Candida auris (C. auris) is an emerging multidrug-resistant (MDR) fungus that has caused severe illness in hospitalized patients in several countries. In some cases, this yeast can enter the bloodstream and spread throughout the body causing serious invasive infections which are associated with high mortality rates.
This yeast is often multidrug resistant, meaning that it does not respond to antifungal drugs commonly used to treat Candida infections.
Since June 2016, when the CDC first issued a clinical alert on the multidrug-resistant yeast, Candida auris (C. auris), 523 clinical cases have been identified in 12 different U.S. states (as of mid-January 2019).
It has caused outbreaks in healthcare settings, and appears to be able to persist on surfaces and spread between patients in healthcare facilities, unlike other Candida species. For this reason, it is important to quickly identify C. auris in a hospitalized patient so that healthcare facilities can take special precautions to stop its spread.
It is difficult to identify C. auris with standard laboratory methods, and specialized laboratory methods are needed to accurately identify C. auris. Conventional laboratory techniques can lead to misidentification and inappropriate management, making it difficult to control the spread of C. auris in healthcare settings. Because of these factors, CDC is alerting U.S. healthcare facilities to be on the lookout for C. auris in their patients.
C. auris is still rare in the United States. People who get invasive Candida infections are often already sick from other medical conditions, so it can be difficult to know if they have a C. auris infection. The most common symptoms of invasive Candida infection are fever and chills that don’t improve after antibiotic treatment for a suspected bacterial infection. Only a laboratory test can diagnose C. auris infection.
Patients who have been hospitalized in a healthcare facility a long time, have a central venous catheter, or other lines or tubes entering their body, or have previously received antibiotics or antifungal medications, appear to be at highest risk of infection with this yeast.
C. auris can spread in healthcare settings through contact with affected patients or contaminated environmental surfaces and equipment. Good hand hygiene and cleaning in healthcare facilities is important because C. auris can live on surfaces for several weeks.
Infection control measures for C. auris in acute care hospitals and high acuity post-acute care settings is as follows:
- Place patients with C. auris in a single-patient room and use standard and contact precautions
- Hand hygiene adherence
- Clean and disinfect patient care environment and reusable equipment (daily and terminal cleaning) with recommended products (see below).
- Inter-facility communication about patient’s C. auris status when transferring between healthcare facilities
- Screen contacts of newly identified case patients to identify C. auris colonization.
- Conduct surveillance for new cases to detect ongoing transmission.
Cleaning and Disinfection
Thorough daily and terminal cleaning and disinfection of patients’ rooms and cleaning and disinfection of areas outside of their rooms where they receive care (e.g., radiology, physical therapy) is necessary. Shared equipment (e.g., ventilators, physical therapy equipment) should also be cleaned and disinfected before being used by another patient.
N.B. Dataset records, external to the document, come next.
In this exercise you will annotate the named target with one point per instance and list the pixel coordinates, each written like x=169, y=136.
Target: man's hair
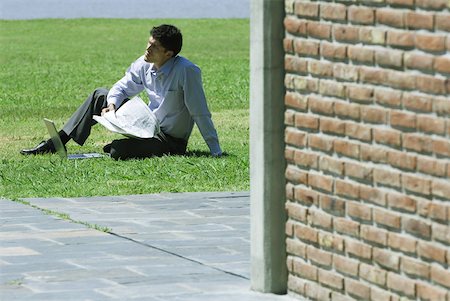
x=169, y=36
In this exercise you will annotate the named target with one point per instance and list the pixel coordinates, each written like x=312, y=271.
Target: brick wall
x=368, y=149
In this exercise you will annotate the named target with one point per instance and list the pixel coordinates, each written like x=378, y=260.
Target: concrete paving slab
x=186, y=246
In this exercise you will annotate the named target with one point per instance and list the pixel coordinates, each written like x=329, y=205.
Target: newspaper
x=133, y=119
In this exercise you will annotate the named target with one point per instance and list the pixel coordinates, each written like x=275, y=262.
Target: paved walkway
x=146, y=9
x=186, y=246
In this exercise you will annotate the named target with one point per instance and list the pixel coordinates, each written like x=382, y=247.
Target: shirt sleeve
x=194, y=97
x=129, y=85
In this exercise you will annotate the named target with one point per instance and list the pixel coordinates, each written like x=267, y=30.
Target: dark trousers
x=78, y=127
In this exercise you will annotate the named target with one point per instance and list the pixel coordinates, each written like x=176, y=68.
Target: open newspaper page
x=133, y=119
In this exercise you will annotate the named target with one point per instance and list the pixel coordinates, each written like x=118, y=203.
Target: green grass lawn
x=48, y=67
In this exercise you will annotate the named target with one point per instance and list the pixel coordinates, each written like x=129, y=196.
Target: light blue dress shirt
x=176, y=96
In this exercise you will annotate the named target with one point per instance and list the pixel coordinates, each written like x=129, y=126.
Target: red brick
x=305, y=233
x=345, y=33
x=372, y=195
x=401, y=80
x=402, y=242
x=346, y=265
x=295, y=175
x=361, y=15
x=372, y=274
x=374, y=235
x=401, y=284
x=401, y=202
x=416, y=184
x=347, y=148
x=332, y=88
x=331, y=241
x=373, y=75
x=418, y=143
x=388, y=97
x=318, y=30
x=332, y=165
x=333, y=50
x=346, y=226
x=387, y=136
x=431, y=166
x=345, y=72
x=431, y=124
x=440, y=275
x=296, y=101
x=331, y=279
x=441, y=233
x=295, y=137
x=390, y=17
x=295, y=64
x=432, y=251
x=400, y=38
x=430, y=42
x=387, y=177
x=346, y=189
x=320, y=68
x=321, y=219
x=372, y=35
x=296, y=284
x=386, y=259
x=431, y=84
x=296, y=247
x=430, y=292
x=419, y=60
x=305, y=196
x=332, y=205
x=415, y=268
x=417, y=102
x=319, y=257
x=419, y=20
x=330, y=11
x=374, y=114
x=295, y=26
x=402, y=160
x=347, y=110
x=417, y=227
x=359, y=171
x=358, y=131
x=441, y=147
x=358, y=93
x=362, y=54
x=305, y=270
x=443, y=21
x=389, y=58
x=321, y=105
x=441, y=188
x=306, y=9
x=320, y=142
x=357, y=289
x=332, y=126
x=306, y=47
x=402, y=119
x=320, y=182
x=296, y=211
x=442, y=64
x=306, y=121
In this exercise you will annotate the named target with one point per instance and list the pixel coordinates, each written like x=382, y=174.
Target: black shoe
x=42, y=148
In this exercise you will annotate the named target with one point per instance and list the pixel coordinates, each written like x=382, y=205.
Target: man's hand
x=110, y=107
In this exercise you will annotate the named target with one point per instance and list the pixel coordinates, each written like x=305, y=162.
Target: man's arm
x=194, y=97
x=129, y=85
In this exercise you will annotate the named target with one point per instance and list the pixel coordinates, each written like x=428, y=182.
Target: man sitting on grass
x=175, y=90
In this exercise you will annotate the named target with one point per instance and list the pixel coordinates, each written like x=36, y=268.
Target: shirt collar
x=165, y=69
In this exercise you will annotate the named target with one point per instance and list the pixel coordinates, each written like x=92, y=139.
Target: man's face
x=156, y=53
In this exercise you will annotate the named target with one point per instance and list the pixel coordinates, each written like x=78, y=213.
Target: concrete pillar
x=267, y=164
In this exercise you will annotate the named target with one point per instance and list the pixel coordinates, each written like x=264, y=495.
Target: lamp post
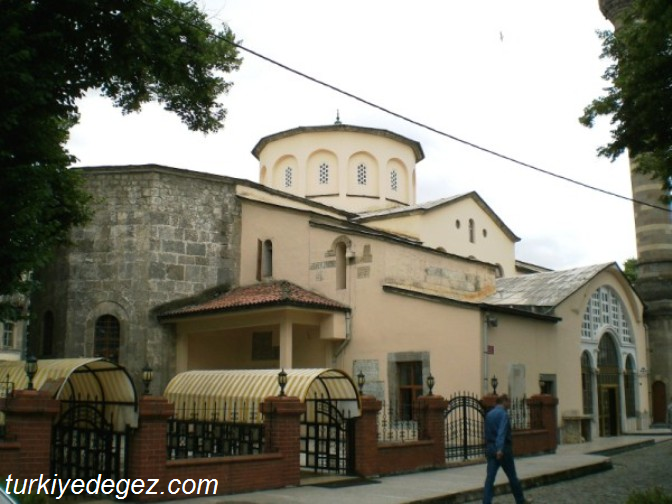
x=361, y=379
x=430, y=383
x=282, y=381
x=31, y=370
x=147, y=377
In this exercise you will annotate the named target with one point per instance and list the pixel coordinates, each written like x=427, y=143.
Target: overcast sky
x=511, y=76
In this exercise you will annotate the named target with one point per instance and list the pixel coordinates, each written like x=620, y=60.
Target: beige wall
x=344, y=151
x=448, y=227
x=555, y=349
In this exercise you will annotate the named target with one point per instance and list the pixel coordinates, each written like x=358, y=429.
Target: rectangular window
x=262, y=346
x=410, y=387
x=8, y=335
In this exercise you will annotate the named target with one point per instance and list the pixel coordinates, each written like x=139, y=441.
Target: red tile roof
x=277, y=293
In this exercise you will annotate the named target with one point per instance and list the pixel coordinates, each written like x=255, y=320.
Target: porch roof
x=235, y=395
x=262, y=295
x=82, y=380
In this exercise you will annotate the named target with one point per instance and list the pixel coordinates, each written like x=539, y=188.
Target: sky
x=512, y=76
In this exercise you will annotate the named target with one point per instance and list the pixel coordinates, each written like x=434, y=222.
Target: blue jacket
x=497, y=429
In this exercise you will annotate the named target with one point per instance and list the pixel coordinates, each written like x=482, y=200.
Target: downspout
x=348, y=337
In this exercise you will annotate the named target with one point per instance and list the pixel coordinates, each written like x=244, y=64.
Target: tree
x=639, y=98
x=52, y=53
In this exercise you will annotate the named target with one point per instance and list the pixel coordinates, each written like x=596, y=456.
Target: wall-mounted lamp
x=31, y=370
x=494, y=382
x=147, y=377
x=361, y=379
x=282, y=381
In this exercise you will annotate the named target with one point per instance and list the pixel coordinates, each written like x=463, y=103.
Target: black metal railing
x=393, y=428
x=464, y=423
x=217, y=431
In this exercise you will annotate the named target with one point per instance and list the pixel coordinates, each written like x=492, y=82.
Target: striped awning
x=235, y=395
x=82, y=380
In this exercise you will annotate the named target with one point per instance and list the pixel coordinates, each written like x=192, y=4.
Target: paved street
x=638, y=469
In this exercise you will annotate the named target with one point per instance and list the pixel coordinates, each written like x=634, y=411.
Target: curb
x=531, y=482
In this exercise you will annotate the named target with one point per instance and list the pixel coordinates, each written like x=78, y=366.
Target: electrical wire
x=413, y=121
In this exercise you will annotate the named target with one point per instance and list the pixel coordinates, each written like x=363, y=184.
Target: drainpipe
x=348, y=337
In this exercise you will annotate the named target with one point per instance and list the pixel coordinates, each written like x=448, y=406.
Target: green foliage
x=52, y=53
x=651, y=496
x=630, y=269
x=639, y=97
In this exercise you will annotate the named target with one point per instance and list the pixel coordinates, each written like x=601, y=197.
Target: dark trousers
x=509, y=467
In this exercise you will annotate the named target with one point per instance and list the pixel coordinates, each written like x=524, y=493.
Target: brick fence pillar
x=282, y=431
x=549, y=417
x=366, y=437
x=432, y=425
x=148, y=444
x=29, y=417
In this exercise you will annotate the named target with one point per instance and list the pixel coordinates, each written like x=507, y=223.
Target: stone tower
x=654, y=255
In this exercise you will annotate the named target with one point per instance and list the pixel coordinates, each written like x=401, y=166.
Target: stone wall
x=158, y=235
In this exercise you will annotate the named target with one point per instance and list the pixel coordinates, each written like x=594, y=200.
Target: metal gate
x=85, y=444
x=326, y=438
x=465, y=435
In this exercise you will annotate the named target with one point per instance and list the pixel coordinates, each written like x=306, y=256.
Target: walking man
x=499, y=451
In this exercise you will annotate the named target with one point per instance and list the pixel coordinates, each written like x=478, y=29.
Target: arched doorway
x=659, y=399
x=608, y=387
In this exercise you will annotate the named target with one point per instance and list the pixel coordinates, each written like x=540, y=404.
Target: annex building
x=330, y=262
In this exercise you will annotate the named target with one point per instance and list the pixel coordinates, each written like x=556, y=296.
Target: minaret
x=654, y=257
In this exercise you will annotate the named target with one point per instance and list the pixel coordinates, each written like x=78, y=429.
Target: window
x=394, y=180
x=629, y=381
x=288, y=176
x=262, y=347
x=606, y=308
x=264, y=259
x=324, y=173
x=587, y=384
x=410, y=387
x=107, y=338
x=267, y=259
x=361, y=174
x=48, y=334
x=8, y=335
x=341, y=263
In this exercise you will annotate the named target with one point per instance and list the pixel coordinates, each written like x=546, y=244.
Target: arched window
x=48, y=334
x=267, y=259
x=341, y=277
x=288, y=176
x=107, y=338
x=606, y=308
x=587, y=383
x=629, y=379
x=361, y=174
x=324, y=174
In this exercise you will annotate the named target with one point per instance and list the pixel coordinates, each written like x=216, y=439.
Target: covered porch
x=263, y=326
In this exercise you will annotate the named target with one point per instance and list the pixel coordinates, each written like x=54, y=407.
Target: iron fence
x=393, y=428
x=219, y=431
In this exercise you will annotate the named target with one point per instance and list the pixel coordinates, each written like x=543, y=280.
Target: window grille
x=288, y=176
x=361, y=174
x=324, y=173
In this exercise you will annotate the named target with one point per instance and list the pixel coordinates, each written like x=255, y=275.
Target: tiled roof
x=546, y=289
x=276, y=293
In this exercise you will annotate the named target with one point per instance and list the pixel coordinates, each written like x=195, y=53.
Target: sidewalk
x=452, y=485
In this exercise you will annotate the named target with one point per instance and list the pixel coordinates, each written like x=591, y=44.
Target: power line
x=413, y=121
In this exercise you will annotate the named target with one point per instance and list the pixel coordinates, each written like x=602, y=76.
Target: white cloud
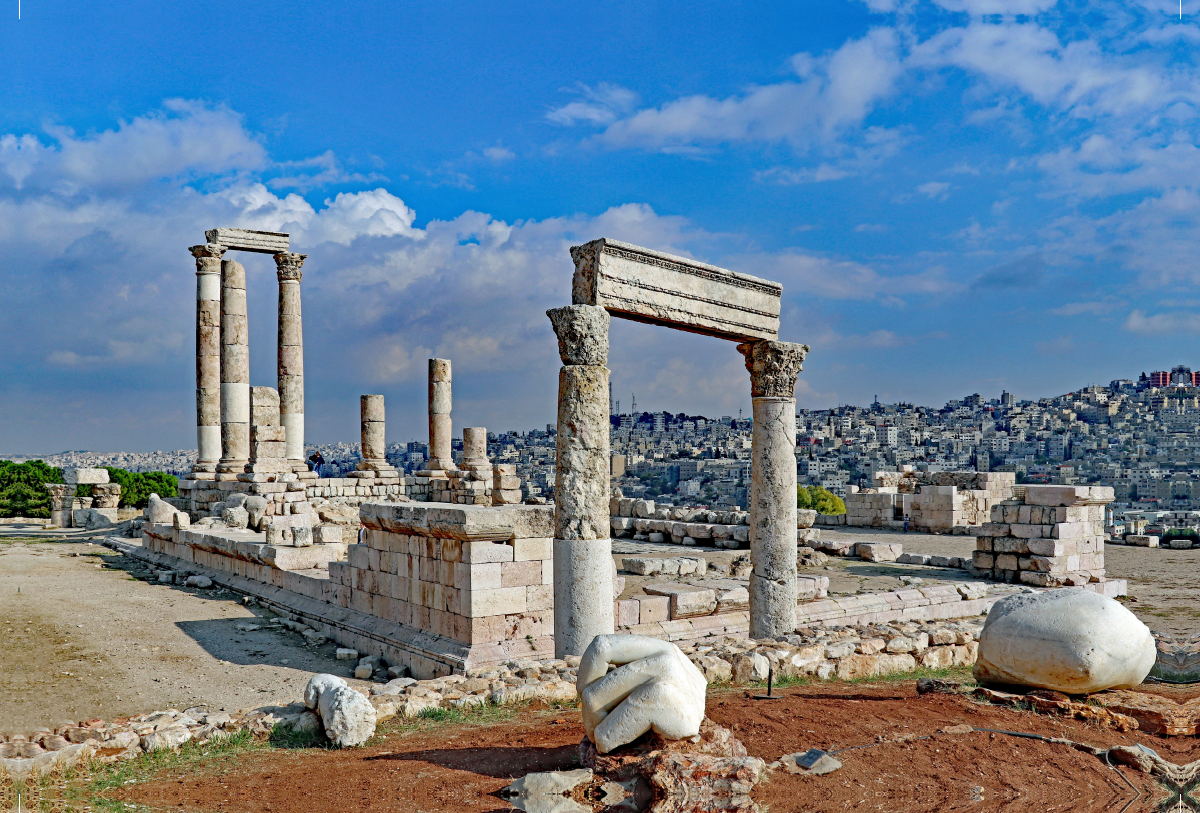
x=1163, y=323
x=935, y=190
x=831, y=94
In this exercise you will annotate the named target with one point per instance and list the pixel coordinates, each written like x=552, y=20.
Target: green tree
x=23, y=488
x=819, y=499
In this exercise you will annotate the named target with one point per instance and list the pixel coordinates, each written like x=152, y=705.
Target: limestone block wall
x=292, y=493
x=480, y=576
x=1053, y=537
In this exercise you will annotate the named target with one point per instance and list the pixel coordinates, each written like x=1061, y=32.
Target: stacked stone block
x=480, y=576
x=375, y=445
x=1054, y=537
x=472, y=483
x=268, y=438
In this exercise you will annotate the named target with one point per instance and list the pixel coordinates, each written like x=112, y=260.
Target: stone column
x=234, y=371
x=375, y=447
x=583, y=568
x=474, y=447
x=773, y=369
x=61, y=499
x=208, y=355
x=441, y=429
x=291, y=369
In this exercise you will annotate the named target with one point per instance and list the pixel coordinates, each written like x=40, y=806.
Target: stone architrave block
x=247, y=240
x=1066, y=640
x=879, y=550
x=661, y=289
x=654, y=686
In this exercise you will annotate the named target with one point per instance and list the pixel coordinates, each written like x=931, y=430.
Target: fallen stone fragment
x=1069, y=640
x=822, y=765
x=549, y=792
x=348, y=717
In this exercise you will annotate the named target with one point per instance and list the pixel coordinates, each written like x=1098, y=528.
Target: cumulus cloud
x=828, y=95
x=1156, y=324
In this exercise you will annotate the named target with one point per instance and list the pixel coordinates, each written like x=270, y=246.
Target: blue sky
x=958, y=196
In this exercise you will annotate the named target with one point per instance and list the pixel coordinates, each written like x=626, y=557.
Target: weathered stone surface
x=654, y=687
x=773, y=368
x=1068, y=640
x=348, y=717
x=879, y=550
x=773, y=591
x=647, y=285
x=78, y=476
x=583, y=594
x=249, y=240
x=441, y=425
x=581, y=487
x=549, y=792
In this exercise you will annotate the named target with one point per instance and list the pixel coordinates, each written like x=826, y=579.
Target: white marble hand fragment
x=654, y=686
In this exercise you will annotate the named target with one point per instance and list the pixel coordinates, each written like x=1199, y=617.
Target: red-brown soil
x=460, y=768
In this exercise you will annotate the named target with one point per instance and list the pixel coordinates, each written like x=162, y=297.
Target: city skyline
x=955, y=194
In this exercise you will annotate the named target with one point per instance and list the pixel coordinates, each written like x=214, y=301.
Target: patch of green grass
x=190, y=757
x=283, y=735
x=957, y=674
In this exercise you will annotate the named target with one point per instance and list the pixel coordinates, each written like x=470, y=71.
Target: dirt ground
x=81, y=638
x=893, y=753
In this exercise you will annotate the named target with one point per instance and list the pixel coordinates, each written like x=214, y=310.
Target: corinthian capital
x=582, y=333
x=773, y=367
x=287, y=266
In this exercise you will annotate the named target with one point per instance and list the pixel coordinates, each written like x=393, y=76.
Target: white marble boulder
x=1069, y=640
x=347, y=716
x=159, y=511
x=654, y=687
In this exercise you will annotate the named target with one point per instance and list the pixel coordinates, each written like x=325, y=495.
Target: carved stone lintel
x=583, y=282
x=208, y=258
x=773, y=367
x=287, y=266
x=582, y=333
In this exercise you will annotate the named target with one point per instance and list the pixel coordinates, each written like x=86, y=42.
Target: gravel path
x=81, y=638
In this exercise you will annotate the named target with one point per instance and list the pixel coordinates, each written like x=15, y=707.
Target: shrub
x=23, y=488
x=819, y=499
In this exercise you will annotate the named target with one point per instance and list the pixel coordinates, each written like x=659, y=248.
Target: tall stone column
x=291, y=369
x=773, y=369
x=583, y=570
x=208, y=355
x=234, y=369
x=441, y=428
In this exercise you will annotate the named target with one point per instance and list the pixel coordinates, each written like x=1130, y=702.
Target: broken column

C. auris can persist on surfaces in healthcare environments. C. auris has been cultured from multiple locations in patient rooms, including both high touch surfaces, such as bedside tables and bedrails, and locations further away from the patient, such as windowsills. C. auris has also been identified on mobile equipment, such as glucometers, temperature probes, blood pressure cuffs, ultrasound machines, nursing carts, and crash carts. Meticulous cleaning and disinfection of both patient rooms and mobile equipment is necessary to reduce the risk of transmission.
Quaternary ammonium compounds (QACs) that are routinely used for disinfection may not be effective against C. auris.
Until further information is available for C. auris, CDC recommends use of an Environmental Protection Agency (EPA)-registered hospital-grade disinfectant effective against Clostridioides difficile spores (List K). It is important to follow all manufacturers’ directions for use of the surface disinfectant, including applying the
product for the correct contact time. When use of products on List K is not feasible, published research found that the Oxivir® Tb led to a substantial reduction (≥4 log reduction) of C. auris in laboratory testing (Cadnum et al., 2018; Rutala, et al., 2017):
Details on contact time and testing parameters are included in the references. This does not constitute an endorsement of a specific company or disinfectant. More research is needed to evaluate which disinfectants, including others not listed here, are effective against C. auris.
The reference provided by the CDC for Oxivir Tb was tested at a contact time of 10 minutes. Diversey is currently undergoing GLP testing to prove Oxivir Tb is effective against C. auris at a significantly shorter contact time and will be submitting this data into the EPA to get this approved and added to the label. We have also successfully submitted and tested Oxivir® 1 to be approved by the EPA supporting a 1-minute kill claim for C. auris.